La Justicia Especial para la Paz (JEP) fue aprobada un día antes de que se venciera el plazo del fast track, estancada en el Congreso a la espera de que el Gobierno de Juan Manuel Santos ‘endulzara’ el oído a quienes tenían la sartén por el mango. Pero quien terminó lanzando el salvavidas fue la Corte Constitucional que dio luz verde al articulado y dictó algunas directrices para ‘perfeccionarlo’.


En el afán de salvar lo que se consideraba una de las columnas para sostener los acuerdos con las Farc (pero no la paz), se colaron esperpentos como el artículo 146 que básicamente impide que haya penas duras contra quienes hayan cometido delitos sexuales contra niños, niñas y adolescentes. De hecho, la senadora llanera Maritza Martínez, impulsó la iniciativa para que esos delitos fueran juzgados por la justicia ordinaria.

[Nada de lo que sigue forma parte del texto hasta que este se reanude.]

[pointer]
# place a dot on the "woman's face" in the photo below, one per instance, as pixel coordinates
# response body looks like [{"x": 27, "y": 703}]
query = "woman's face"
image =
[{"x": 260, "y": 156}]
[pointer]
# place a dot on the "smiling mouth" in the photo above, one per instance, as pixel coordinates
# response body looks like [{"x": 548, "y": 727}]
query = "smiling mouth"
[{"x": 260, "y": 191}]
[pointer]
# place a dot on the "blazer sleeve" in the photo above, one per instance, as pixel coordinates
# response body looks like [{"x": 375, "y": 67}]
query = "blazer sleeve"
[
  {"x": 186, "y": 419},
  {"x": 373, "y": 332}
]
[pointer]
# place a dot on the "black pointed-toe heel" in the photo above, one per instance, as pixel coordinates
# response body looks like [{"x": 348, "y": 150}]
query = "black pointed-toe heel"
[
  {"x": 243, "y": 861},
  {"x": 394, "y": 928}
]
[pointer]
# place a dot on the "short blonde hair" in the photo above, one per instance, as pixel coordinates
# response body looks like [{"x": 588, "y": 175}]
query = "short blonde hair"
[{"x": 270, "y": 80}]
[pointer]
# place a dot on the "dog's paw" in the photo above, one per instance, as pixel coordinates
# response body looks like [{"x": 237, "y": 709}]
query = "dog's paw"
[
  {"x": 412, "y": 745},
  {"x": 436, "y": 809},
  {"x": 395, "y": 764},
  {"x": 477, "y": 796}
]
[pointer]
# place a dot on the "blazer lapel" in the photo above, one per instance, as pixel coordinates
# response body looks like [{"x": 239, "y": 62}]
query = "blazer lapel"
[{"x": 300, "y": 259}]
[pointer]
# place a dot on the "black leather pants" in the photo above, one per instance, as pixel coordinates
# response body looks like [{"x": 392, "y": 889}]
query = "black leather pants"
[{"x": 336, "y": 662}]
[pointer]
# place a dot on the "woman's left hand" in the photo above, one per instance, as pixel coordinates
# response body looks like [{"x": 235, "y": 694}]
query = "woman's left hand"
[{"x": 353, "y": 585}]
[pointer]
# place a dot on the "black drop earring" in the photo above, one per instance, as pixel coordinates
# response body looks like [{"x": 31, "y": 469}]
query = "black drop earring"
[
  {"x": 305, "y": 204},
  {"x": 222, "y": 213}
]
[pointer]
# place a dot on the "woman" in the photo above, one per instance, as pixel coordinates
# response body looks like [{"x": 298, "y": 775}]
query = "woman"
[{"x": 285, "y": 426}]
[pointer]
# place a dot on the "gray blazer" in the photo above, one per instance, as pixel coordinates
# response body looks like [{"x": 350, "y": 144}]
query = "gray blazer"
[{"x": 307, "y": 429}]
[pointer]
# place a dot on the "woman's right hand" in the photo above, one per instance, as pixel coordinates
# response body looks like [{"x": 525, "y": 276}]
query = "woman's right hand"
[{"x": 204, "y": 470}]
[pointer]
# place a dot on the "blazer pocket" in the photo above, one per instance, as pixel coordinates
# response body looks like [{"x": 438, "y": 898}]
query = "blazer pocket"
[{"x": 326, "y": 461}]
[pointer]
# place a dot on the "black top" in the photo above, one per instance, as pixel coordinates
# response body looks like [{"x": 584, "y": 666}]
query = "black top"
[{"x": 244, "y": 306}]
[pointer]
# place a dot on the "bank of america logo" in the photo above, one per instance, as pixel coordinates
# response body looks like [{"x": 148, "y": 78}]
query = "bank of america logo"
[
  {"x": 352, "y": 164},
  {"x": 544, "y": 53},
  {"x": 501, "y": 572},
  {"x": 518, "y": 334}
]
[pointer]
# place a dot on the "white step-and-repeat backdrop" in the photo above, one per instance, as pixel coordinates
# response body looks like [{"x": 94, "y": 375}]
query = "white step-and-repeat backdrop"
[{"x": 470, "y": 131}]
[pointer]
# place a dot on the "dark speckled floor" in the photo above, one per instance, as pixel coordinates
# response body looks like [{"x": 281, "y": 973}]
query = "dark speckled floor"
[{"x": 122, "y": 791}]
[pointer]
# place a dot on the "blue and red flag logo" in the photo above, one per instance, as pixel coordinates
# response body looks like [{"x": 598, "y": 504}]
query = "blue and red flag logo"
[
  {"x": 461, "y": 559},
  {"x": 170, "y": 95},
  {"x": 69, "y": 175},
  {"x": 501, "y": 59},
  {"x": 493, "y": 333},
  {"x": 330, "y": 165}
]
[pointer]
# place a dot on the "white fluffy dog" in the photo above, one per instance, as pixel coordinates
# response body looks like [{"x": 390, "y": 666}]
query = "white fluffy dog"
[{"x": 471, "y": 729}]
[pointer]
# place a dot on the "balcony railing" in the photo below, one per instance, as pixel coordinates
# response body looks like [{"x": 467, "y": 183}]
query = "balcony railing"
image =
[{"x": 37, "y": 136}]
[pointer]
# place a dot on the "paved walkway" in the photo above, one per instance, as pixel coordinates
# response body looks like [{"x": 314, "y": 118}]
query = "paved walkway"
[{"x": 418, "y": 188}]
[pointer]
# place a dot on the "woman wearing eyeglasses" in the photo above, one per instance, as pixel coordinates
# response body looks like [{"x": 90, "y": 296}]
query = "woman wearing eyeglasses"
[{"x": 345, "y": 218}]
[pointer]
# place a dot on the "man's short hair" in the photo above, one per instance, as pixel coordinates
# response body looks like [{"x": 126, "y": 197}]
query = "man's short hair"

Sin embargo, en una jugada jurídica y obviando los tratados internacionales sobre la niñez, la Corte Constitucional indicó que estos delitos sexuales podrían redimirse con penas alternativas a la luz de la JEP. Nada más paradójico para una comisión que busca evitar la impunidad y en la que sus magistrados se han cansado de decir que habrá castigo.


Solo a manera de contexto hay que decir que uno de los magistrados de aquella Corte Constitucional era Luis Ernesto Vargas, quien admitió el cuestionado marco jurídico para la paz. Al cumplir sus ocho años como magistrado, Santos, Premio Nobel de Paz, recomendó y movió fichas para que Vargas empezara a ser el miembro colombiano ante la Comisión Interamericana de Derechos Humanos, CIDH.


Pese a que Victoria Sandino, de la dirección política de la Fuerza Alternativa Revolucionaria del Común, insista en argumentar que las mujeres de las Farc ingresaron por voluntad propia, en la Fiscalía reposan más de 232 casos perfectamente documentados de las violaciones y los vejámenes a las que fueron sometidas, muchas de ellas por comandantes de la organización guerrillera. Hay más denuncias, sin duda pero ya se sabe que no se podrá contar con la solidaridad de género de Sandino, al menos para estos casos.


Aquí no está en juego la paz, no es un saboteo ni que los acuerdos los estén haciendo trizas, como muchos han querido hacer ver.


Aquí lo que está en juego es que un grupo, generador del conflicto armado que vivió el país, reciba un poco de justicia por lo que hicieron, al menos en un delito tan evidente como la violencia sexual contra niñas y mujeres. Esperemos que esto se produzca ojalá antes de que también convenzan a medio país de que es un delito conexo a “la revolución”.